Black Widow Review

Over a year delayed, Marvel’s Black Widow was finally released into the wild. Disney gave it their dual release window. Meaning you could see on their Disney+ service for $35.00 or go see it in theaters. There is a lot entertaining about this entry into the backstory of Natasha Romanoff, but there is something off about it.

Directing the first Marvel female-led solo film is Cate Shortland. Most people won’t recognize her name. She has done mostly foreign films about Australians trapped in Germany. However, her only American entry is four episodes on the Showtime series, SMILF.  Also, if you’re looking for big name cameos, there are none. So don’t get your hopes up.

There was once a rumor of Stark.

Before the film was in production, there were rumors that Robert Downey Jr. had a cameo in the film. Considering that he said goodbye to the character, rather adamantly, in Avengers: Endgame, it seemed rather slim or possibly recycling old, unused footage. However, there were no takers. Unless you caught the Jeremy Renner comms voice in her flashback in Budapest.

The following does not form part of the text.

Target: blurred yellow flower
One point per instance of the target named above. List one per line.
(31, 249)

The acting was good, but I am not a fan of Ray Winstone. I considered him a decent character actor before, but his performance in Indiana Jones and the Kingdom of the Crystal Skull killed it for me. Kept expecting him to say “Jonsey” during the movie. William Hurt’s character was just the heat on Natasha. If you need a pop culture reference to detail his role: the military police that would show up at the beginning and the end of The A-Team.

My chief complaint about the film is the timing. The setting takes place after the event of Captain America: Civil War, which makes sense given that she’s dead in the current timeline. However, this film felt a bit too late for many people to care. Had the film been ACTUALLY released during that moment in time, it would have a bigger impact.

At that point, she had been in one Iron Man, two Avengers, and two Captain America movies. A solo film right then would’ve been perfect. Not to mention, it would’ve given her death in Endgame a bigger emotional hit. Not to mention, while the set pieces were fun, the stakes seemed rather low. We all know when Natasha dies, so her risk wasn’t high.

About the cast of Black Widow.

The opening of the film was very impactful, and a bit brutal. These kids believing that they had a home, only to have it torn away from them. Rachel Weisz and David Harbour looked like they enjoyed their roles very much, and it came across that way. Harbour, himself, seem to love being the Russian super soldier. Florence Pugh definitely carried over some hard feelings about her “life”. Being a killing machine with deep family issues gave more emotional impact than Natasha.

Overall, I think the film suffers from being a prequel after the end of her contract. The film suffers from “will comic fans go to a female superhero movie” thought. Let’s not forget, there were two Wonder Woman films before this.  Had the film come out in 2016 or 2017, her character would’ve had more baggage that led her to her ultimate sacrifice.